Laut Katz Schlüsselmoment im Konflikt mit Teheran
Israels Verteidigungsminister Israel Katz sah unterdessen den Schlüsselmoment im Konflikt mit Teheran gekommen. Der Kampf intensiviere sich und gehe in die “entscheidende Phase” über, sagte Katz nach Angaben seines Büros. Genaue Zeitangaben machte er nicht. Katz fügte lediglich hinzu, diese Phase werde so lange dauern, wie nötig. Gleichzeitig rief er die Bevölkerung im Iran zum Widerstand gegen die Führung in Teheran auf.

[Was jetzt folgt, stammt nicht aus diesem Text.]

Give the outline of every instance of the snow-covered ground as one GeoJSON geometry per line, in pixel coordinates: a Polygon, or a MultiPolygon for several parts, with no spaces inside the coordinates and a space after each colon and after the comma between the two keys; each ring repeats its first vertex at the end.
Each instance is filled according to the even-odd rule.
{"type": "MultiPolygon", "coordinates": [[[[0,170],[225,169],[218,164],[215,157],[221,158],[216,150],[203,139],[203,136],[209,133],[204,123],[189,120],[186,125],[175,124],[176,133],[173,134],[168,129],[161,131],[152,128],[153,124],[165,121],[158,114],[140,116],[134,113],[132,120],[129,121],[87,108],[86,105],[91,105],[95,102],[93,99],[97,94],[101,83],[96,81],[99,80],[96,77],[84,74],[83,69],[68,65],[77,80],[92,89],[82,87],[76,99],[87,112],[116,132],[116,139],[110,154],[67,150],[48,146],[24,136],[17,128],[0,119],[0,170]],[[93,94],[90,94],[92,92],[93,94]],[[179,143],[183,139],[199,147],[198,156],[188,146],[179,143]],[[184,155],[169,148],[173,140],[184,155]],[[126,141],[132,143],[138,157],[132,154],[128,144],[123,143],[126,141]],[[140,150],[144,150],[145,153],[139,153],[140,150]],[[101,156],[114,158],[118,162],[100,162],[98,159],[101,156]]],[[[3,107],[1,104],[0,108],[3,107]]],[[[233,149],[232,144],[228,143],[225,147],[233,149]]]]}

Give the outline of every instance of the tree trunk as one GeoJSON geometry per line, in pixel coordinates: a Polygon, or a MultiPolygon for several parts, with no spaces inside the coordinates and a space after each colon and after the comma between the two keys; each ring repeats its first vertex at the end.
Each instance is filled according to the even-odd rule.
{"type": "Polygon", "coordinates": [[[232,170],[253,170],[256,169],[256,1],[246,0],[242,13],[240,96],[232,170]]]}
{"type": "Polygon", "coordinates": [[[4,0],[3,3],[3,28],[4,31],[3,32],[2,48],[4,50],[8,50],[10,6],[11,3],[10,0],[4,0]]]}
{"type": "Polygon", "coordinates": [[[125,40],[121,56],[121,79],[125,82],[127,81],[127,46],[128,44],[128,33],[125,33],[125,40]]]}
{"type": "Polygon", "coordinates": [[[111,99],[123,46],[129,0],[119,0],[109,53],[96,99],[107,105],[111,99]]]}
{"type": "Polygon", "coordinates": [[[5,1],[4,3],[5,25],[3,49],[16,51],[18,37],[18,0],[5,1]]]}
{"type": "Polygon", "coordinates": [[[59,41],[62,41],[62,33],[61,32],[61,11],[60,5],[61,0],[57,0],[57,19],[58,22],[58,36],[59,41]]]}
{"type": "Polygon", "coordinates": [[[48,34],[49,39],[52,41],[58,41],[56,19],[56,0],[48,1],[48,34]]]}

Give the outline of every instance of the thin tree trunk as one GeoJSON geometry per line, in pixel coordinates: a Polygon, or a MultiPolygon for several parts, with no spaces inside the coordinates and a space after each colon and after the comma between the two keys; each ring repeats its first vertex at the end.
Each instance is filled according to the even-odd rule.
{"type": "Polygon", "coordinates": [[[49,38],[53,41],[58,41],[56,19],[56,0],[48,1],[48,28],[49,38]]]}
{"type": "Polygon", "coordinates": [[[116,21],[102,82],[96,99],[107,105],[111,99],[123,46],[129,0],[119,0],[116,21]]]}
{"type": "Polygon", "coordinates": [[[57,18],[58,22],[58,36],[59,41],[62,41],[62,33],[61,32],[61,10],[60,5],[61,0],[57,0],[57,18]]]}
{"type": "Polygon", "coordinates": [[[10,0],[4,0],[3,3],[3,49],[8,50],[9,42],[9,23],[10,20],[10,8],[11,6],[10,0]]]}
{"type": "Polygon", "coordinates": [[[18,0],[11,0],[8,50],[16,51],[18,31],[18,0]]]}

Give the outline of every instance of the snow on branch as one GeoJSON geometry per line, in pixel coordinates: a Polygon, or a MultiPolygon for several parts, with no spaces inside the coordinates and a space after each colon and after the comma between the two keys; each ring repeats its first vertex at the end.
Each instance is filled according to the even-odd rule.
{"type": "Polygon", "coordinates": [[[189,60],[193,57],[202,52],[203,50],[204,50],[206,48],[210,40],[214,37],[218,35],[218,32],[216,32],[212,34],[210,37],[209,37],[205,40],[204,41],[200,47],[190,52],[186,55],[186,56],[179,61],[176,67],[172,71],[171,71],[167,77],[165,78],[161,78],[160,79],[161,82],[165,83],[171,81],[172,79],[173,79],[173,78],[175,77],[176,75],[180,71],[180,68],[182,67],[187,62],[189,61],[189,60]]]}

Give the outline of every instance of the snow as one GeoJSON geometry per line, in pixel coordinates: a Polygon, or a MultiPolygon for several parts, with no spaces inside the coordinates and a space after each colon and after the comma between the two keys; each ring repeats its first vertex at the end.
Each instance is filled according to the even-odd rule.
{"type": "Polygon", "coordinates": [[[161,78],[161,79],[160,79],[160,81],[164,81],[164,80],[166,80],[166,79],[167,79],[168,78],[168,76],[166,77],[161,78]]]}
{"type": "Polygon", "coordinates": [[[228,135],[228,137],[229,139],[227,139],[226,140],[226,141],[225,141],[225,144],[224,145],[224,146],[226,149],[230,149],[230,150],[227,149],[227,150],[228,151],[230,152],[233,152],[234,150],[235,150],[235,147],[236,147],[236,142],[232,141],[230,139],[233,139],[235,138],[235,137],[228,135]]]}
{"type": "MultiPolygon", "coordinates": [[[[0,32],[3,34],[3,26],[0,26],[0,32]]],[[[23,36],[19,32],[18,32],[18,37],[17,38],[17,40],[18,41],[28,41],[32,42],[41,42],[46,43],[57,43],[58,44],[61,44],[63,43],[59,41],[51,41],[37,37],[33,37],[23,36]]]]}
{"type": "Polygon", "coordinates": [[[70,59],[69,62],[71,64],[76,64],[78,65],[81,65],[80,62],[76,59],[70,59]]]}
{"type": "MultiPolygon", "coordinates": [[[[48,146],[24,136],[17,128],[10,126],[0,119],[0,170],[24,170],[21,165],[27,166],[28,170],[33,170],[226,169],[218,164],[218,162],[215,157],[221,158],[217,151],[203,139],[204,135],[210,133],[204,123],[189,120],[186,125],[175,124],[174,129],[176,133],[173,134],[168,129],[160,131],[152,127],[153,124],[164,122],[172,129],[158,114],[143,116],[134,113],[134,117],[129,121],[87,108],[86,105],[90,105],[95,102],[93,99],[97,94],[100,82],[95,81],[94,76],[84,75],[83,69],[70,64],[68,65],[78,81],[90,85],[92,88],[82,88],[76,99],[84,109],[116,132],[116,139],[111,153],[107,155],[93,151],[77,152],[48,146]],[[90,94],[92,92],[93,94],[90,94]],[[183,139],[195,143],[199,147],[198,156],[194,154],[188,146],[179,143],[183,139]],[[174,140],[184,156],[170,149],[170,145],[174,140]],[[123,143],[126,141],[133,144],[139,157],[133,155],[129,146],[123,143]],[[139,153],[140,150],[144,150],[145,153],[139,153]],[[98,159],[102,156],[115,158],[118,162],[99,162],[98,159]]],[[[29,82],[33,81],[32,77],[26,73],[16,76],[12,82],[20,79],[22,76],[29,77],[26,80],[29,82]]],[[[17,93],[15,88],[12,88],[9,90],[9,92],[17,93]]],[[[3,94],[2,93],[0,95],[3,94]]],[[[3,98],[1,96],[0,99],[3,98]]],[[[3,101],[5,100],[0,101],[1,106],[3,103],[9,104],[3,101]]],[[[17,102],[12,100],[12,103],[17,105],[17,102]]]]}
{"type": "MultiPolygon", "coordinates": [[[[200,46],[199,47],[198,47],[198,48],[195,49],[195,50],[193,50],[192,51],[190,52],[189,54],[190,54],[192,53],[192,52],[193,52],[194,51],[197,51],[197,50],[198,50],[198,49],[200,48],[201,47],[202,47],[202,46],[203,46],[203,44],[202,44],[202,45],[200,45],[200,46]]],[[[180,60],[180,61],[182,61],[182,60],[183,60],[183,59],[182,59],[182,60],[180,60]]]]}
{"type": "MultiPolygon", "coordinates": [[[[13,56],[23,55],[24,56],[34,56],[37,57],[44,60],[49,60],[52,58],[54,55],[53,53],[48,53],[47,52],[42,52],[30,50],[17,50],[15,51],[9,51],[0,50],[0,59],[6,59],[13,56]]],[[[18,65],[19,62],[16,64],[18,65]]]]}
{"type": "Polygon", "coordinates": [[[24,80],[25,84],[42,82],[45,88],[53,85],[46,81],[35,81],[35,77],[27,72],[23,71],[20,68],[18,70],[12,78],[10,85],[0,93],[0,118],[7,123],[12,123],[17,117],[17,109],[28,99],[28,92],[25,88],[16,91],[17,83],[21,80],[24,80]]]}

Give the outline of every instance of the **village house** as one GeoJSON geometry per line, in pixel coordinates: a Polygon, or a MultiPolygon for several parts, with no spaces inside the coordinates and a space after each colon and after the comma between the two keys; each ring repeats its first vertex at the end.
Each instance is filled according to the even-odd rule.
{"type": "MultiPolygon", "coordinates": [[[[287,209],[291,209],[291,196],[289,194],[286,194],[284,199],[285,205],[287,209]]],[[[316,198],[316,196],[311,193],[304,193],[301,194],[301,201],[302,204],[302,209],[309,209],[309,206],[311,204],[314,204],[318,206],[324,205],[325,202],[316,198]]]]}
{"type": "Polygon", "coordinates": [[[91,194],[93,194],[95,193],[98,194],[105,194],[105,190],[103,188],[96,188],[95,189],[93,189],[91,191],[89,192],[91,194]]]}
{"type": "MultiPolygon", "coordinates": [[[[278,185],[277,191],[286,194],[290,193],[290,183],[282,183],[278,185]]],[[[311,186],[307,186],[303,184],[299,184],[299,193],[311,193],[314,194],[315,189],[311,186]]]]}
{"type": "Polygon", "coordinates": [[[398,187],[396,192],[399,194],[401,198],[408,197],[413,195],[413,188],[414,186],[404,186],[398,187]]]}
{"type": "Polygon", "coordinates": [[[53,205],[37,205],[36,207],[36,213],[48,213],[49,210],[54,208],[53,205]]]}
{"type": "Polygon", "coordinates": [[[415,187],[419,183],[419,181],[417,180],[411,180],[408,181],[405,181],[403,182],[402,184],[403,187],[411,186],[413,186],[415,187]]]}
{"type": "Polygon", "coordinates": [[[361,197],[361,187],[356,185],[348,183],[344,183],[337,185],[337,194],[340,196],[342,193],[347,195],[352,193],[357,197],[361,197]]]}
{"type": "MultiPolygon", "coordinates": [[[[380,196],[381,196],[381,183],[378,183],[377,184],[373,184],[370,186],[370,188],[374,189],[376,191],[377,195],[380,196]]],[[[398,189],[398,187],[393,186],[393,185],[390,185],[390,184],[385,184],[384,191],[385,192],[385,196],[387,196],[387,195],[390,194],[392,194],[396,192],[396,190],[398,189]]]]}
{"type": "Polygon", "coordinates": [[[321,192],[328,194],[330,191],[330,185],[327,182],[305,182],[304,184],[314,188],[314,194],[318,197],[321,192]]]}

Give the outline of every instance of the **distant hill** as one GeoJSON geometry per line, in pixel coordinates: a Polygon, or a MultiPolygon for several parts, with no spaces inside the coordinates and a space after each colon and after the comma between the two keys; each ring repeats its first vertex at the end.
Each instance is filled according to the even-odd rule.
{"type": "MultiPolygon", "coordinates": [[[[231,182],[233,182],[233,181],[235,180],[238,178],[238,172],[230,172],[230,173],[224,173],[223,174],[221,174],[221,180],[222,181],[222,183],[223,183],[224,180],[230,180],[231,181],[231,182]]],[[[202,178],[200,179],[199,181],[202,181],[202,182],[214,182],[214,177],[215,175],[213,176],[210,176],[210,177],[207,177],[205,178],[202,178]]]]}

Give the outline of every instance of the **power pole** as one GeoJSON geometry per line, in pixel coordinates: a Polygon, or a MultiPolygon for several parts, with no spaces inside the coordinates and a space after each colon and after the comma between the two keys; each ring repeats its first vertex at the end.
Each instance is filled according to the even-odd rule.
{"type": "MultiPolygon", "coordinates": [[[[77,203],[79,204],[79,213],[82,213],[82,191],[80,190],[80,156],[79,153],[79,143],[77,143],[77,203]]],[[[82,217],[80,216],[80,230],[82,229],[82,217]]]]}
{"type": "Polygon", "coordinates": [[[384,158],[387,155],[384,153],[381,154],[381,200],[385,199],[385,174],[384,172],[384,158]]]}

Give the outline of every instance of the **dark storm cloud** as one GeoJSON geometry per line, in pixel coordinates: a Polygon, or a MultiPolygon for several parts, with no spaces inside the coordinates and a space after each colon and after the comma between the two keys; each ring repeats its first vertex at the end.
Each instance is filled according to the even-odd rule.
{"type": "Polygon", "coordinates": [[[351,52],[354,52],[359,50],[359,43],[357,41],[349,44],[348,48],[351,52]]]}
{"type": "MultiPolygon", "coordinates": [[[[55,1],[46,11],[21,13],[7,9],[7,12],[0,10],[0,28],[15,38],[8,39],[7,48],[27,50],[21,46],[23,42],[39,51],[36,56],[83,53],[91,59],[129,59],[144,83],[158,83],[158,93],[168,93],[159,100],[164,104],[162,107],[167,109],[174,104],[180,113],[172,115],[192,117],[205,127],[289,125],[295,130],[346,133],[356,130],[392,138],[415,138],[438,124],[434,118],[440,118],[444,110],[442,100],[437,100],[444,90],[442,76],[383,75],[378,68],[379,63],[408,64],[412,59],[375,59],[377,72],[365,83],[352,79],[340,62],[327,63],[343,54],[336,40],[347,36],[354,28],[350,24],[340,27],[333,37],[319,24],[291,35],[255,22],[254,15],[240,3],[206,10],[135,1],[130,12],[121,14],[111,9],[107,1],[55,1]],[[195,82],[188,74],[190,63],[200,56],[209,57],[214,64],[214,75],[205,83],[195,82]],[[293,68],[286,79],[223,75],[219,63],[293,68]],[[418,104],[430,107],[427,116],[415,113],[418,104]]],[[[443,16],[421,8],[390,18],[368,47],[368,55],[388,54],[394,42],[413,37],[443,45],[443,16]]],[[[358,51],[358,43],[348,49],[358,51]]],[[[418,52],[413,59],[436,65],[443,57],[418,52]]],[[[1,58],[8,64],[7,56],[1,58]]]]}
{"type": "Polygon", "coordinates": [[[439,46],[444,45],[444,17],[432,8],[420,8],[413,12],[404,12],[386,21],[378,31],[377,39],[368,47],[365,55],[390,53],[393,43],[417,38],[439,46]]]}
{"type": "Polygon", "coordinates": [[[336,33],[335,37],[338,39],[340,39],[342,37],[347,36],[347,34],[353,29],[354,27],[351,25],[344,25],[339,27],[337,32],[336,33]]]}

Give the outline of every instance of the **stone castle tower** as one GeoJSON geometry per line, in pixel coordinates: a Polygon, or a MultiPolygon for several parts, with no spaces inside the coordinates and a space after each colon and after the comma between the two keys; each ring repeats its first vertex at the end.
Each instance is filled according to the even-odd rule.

Die israelische Armee teilte am Samstag mit, dass sie in den ersten beiden Wochen des Krieges 400 Angriffswellen mit jeweils zahlreichen Kampfjets auf den Iran geflogen habe. Hauptziele im Zentrum und Westen des Irans seien Anlagen für Raketenstarts und Verteidigungsanlagen gewesen. Allein in den vergangenen 24 Stunden seien mehr als 200 Ziele bombardiert worden. Dabei seien Dutzende Abschussrampen für ballistische Raketen getroffen worden, von denen einige für Angriffe auf Israel vorbereitet gewesen sein sollen. Zudem seien Luftverteidigungssysteme und Waffenlager angegriffen worden. Der Iran berichtete, dass bei einem Angriff in der Stadt Isfahan 15 Menschen in einer Fabrik ums Leben gekommen seien.
Angriffe im Irak und den Emiraten
Wie Al Jazeera berichtete, wurde ein Flugabwehrsystem bei der US-Botschaft in Bagdad getroffen. Zu der Attacke bekannte sich bis dato niemand. Weiters wurde das Konsulat der Vereinigten Arabischen Emirate in der autonomen Kurdenregion im Nordirak angegriffen. Zwei Sicherheitskräfte wurden dabei verletzt, hieß es.
Der Iran drohte indes mit Attacken auf US-Ziele in den Arabischen Emiraten. Zudem wurden Angriffe auf US-Unternehmen in der Region in Aussicht gestellt, sollte die iranische Energieinfrastruktur ins Visier genommen werden.
Behörden im Emirat Fujairah teilten am Samstag mit, die Luftabwehr habe eine Drohne abgefangen. Durch herabfallende Trümmer sei ein Brand ausgebrochen. Opfer habe es nicht gegeben.
Zwei Verletzte bei Raketenangriff aus dem Iran auf Südisrael
Bei neuen iranischen Raketenangriffen auf Israel wurden in der Stadt Eilat im Süden des Landes zwei Menschen verletzt. Ein zwölfjähriger Bub sei verletzt, ein 39 Jahre alter Mann sei mit leichten Verletzungen ins Krankenhaus gebracht worden, teilte der Rettungsdienst Magen David Adom mit. In der Stadt gab es mehrere Einschläge von Raketen- und Trümmerteilen.
In Eilat – vor allem bei Israelis und vor dem Krieg auch bei ausländischen Touristen als Urlaubsort am Roten Meer beliebt – waren seit Kriegsbeginn im Vergleich zum Zentrum und Norden des Landes wenige Angriffe aus dem Iran gemeldet worden. Nach Angaben des israelischen Fernsehsenders N12 heulten in Eilat am Samstag zweimal die Sirenen wegen Raketenalarmen.
Laut Außenminister “kein Problem” bei neuem Obersten Führer
Der iranische Außenminister Abbas Araqchi trat indes Spekulationen über den gesundheitlichen Zustand des neuen Obersten Führers Mojtaba Khamenei entgegen. Araqchi sagte im Interview mit MS Now, es gebe “kein Problem” mit Khamenei. US-Verteidigungsminister Pete Hegseth hatte am Freitag gesagt, Khamenei sei verwundet und wahrscheinlich entstellt worden.